Four oil-rich Arab nations, all with histories of philanthropy to United Nations and Middle Eastern causes, have donated vastly more money to the Clinton Foundation than they have to most other large private charities involved in the kinds of global work championed by the Clinton family.
Since 2001, Saudi Arabia, Oman, Qatar and the United Arab Emirates gave as much as $40 million to the Clinton Foundation. In contrast, six similar non-governmental global charities collected no money from those same four Middle Eastern countries; the International Committee of the Red Cross was given $6.82 million. Since 2001, these global foundations have raised a staggering $40 billion to $50 billion to fund their humanitarian work.

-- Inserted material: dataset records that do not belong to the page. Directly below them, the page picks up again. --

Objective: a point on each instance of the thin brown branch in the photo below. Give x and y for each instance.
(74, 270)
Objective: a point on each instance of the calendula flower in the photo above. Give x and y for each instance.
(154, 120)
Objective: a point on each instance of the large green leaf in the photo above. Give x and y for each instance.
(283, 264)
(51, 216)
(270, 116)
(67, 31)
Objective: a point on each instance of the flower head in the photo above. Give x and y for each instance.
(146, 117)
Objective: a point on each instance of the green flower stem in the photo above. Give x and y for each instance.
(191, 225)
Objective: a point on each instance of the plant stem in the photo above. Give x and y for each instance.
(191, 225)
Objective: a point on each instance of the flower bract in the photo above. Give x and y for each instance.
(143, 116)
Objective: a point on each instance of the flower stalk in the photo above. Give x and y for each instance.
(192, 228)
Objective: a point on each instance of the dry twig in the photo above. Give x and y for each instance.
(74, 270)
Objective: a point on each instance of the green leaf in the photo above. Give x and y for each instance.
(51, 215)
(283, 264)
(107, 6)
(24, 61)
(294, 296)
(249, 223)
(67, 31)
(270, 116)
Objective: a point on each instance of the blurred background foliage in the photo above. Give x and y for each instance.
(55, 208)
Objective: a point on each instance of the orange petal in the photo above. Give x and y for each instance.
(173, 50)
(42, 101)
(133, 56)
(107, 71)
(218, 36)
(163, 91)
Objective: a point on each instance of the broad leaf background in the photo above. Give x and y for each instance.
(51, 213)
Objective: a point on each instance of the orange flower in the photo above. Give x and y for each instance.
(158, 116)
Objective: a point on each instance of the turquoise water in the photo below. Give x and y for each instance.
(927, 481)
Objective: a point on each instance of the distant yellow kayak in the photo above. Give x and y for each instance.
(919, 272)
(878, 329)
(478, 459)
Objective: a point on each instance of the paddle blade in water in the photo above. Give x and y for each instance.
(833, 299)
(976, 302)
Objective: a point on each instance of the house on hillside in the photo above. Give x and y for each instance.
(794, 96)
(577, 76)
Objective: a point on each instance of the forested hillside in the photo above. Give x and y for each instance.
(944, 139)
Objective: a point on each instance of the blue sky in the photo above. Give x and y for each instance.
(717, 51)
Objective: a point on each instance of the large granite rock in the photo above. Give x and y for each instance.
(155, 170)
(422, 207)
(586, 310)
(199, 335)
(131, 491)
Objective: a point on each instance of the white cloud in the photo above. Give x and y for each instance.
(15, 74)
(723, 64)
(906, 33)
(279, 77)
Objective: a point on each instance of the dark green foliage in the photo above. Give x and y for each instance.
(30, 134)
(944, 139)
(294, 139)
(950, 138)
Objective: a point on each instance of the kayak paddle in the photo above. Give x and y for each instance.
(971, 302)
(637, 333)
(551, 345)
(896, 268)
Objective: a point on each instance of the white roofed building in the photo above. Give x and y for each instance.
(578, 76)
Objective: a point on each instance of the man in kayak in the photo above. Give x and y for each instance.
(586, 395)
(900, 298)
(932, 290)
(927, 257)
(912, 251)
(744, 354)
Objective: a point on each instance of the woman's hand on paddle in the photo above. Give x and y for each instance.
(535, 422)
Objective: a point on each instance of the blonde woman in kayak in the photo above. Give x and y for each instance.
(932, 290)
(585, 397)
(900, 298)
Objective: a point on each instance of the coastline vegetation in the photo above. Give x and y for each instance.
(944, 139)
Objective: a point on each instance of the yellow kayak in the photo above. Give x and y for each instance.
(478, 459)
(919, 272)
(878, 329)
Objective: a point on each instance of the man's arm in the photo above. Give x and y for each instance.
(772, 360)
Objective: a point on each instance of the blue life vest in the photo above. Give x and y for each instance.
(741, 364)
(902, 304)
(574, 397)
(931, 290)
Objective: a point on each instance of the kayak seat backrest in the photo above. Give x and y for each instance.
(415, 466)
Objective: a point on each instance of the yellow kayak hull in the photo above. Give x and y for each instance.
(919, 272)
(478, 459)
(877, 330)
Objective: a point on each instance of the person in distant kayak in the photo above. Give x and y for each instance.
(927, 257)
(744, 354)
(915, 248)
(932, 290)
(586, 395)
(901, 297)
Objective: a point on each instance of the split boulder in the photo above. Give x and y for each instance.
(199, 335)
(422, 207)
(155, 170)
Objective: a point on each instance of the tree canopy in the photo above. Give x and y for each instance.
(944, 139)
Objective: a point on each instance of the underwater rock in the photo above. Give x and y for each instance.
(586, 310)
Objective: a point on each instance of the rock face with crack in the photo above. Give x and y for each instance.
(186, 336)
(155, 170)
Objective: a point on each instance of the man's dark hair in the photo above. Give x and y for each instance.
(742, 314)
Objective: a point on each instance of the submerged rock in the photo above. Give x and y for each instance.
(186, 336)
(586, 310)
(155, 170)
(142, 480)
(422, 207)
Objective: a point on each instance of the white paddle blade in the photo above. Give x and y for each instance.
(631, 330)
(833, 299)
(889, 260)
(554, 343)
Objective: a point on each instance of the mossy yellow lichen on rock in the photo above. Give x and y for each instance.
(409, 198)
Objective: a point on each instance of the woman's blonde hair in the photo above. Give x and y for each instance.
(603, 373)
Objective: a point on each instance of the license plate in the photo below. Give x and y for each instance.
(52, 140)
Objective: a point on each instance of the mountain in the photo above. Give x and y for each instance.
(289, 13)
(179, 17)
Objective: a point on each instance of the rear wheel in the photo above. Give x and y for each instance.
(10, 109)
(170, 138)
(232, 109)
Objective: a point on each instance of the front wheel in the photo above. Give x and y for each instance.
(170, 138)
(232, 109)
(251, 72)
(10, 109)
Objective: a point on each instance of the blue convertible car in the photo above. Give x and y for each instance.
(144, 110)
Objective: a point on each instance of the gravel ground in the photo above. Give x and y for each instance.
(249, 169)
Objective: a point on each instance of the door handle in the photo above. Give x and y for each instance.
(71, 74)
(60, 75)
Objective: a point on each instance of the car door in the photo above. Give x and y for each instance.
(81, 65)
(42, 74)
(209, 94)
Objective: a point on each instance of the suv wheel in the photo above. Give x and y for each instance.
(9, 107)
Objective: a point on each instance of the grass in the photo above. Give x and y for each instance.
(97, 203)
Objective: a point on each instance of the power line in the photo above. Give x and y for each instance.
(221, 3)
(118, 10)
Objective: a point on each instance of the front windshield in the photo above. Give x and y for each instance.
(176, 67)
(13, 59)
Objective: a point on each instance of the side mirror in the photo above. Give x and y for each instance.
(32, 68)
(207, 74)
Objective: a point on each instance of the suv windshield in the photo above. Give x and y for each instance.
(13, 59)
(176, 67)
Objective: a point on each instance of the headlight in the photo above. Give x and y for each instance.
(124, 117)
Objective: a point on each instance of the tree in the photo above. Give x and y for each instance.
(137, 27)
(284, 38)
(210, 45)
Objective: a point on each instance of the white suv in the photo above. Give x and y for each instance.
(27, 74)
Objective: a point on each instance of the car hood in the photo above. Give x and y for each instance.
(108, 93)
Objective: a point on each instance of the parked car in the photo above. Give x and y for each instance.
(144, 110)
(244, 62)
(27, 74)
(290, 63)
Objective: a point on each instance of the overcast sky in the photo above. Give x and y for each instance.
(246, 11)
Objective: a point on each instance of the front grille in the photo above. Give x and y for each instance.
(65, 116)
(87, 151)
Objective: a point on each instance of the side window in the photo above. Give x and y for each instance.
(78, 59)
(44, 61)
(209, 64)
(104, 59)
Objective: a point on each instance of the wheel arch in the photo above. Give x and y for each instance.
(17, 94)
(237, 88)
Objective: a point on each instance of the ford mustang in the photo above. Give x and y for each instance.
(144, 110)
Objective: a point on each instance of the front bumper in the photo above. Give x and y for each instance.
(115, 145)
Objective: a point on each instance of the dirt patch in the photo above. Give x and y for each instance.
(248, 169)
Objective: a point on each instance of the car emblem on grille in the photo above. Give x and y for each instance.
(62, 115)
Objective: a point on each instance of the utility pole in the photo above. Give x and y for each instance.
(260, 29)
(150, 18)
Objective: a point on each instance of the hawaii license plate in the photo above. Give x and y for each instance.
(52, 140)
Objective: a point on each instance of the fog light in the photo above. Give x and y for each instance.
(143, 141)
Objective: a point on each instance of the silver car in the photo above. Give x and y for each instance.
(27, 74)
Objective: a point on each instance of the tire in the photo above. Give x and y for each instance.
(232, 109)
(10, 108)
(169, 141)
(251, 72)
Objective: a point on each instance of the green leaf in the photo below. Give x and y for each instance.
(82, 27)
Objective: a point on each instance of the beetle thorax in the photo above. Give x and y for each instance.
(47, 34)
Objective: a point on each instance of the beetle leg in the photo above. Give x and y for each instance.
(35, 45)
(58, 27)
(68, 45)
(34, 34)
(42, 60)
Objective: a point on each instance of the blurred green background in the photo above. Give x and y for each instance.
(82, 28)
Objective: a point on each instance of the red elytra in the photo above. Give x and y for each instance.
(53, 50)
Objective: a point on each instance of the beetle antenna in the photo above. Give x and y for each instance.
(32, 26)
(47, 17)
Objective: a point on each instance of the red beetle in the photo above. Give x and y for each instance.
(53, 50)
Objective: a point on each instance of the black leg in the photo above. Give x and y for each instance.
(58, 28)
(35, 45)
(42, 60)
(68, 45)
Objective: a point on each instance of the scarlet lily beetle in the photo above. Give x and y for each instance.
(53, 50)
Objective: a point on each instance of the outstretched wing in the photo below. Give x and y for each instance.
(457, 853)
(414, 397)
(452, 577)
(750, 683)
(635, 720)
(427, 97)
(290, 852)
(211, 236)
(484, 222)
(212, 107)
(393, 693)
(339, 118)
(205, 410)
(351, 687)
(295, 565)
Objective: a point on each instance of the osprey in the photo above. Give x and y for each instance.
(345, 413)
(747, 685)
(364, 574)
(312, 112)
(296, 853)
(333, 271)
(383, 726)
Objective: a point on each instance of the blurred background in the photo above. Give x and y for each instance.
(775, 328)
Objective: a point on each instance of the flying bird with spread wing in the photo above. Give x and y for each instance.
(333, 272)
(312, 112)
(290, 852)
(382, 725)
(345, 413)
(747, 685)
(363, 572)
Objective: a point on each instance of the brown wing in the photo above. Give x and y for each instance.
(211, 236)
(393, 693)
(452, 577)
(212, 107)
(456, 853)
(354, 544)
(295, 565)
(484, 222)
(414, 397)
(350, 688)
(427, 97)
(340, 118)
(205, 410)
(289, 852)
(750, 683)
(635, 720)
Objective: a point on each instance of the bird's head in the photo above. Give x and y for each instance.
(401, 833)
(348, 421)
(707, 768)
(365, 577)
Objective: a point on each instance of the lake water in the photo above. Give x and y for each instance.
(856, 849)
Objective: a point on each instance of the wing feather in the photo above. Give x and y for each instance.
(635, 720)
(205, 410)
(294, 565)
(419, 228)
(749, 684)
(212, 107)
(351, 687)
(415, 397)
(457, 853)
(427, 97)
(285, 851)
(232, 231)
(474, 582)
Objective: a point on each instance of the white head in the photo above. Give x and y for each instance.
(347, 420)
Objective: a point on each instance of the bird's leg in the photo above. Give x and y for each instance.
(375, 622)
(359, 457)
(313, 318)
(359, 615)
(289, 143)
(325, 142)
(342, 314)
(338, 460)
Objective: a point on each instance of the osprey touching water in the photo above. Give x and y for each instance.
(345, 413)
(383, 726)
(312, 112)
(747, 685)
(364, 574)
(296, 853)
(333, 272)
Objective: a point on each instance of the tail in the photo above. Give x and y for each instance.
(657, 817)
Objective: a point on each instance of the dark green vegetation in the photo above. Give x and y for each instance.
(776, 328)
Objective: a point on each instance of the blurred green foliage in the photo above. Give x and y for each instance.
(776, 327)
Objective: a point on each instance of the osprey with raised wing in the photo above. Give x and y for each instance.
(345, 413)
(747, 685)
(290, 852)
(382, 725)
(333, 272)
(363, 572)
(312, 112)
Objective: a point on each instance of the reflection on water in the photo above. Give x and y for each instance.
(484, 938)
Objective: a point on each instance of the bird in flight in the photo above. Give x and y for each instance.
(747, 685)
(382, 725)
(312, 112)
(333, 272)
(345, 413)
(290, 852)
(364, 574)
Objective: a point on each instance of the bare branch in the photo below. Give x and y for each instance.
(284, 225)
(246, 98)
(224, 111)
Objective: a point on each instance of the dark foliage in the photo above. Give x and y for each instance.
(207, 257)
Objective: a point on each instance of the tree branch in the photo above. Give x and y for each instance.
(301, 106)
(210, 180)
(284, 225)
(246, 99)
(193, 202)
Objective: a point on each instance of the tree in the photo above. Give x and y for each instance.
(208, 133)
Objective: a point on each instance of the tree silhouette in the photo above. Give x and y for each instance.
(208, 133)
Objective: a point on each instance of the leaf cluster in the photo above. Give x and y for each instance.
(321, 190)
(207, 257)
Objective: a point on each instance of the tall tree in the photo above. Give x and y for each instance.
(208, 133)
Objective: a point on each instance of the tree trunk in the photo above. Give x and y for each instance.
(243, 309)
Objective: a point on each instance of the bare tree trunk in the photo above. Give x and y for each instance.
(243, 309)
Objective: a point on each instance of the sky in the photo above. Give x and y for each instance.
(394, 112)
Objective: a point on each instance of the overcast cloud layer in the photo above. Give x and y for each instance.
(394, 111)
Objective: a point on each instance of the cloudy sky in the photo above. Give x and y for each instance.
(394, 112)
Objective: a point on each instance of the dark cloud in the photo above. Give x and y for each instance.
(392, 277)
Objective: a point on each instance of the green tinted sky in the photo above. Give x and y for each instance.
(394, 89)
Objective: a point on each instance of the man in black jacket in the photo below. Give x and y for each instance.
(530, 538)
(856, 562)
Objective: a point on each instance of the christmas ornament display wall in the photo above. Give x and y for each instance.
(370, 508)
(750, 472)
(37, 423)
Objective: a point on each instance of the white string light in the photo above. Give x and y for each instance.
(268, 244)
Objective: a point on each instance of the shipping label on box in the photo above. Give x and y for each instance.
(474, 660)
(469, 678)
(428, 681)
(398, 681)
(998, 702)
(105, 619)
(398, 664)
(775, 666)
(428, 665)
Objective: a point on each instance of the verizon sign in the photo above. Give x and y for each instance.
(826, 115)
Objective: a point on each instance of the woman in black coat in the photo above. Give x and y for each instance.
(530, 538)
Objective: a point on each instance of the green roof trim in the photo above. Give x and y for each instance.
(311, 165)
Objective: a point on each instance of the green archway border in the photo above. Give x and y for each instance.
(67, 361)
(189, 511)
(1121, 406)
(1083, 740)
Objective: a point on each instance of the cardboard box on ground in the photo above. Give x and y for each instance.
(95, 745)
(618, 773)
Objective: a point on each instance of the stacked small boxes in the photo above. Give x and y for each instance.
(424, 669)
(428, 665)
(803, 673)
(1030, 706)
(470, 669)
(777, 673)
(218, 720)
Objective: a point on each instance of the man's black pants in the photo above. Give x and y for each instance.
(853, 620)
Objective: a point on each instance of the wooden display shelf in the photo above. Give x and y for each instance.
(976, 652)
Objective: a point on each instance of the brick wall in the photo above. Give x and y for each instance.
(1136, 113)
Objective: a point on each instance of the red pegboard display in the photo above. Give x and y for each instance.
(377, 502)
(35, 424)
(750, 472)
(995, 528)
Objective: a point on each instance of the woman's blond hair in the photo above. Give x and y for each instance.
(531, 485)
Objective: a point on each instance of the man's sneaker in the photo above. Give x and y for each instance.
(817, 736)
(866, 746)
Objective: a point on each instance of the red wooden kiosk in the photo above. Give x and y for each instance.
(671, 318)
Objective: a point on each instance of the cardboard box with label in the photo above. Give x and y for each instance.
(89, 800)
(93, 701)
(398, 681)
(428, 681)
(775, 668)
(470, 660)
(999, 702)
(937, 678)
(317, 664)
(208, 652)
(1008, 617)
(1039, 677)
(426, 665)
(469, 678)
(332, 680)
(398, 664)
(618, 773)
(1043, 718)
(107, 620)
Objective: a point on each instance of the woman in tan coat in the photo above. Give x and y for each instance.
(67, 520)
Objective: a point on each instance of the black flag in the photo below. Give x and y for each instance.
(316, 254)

The existence of foreign donors to the Clinton Foundation has been well-documented in the media. What hasn’t been revealed, however, is the disparity in donations by these four nations, all of which have been criticized by the State Department over the years for a spate of issues ranging from the mistreatment of women to stoking ethnic discord in the flammable Middle East.
Moreover, the level of Arab support for the Clinton Foundation, which occurred during the time Hillary Clinton was a U.S. senator, was seeking the Democratic nomination for president against Barack Obama, and was serving as secretary of state, fuels questions about the reasons for the donations. Were they solely to support the foundation’s causes, or were they designed to curry favor with the ex-president and with a potential future president?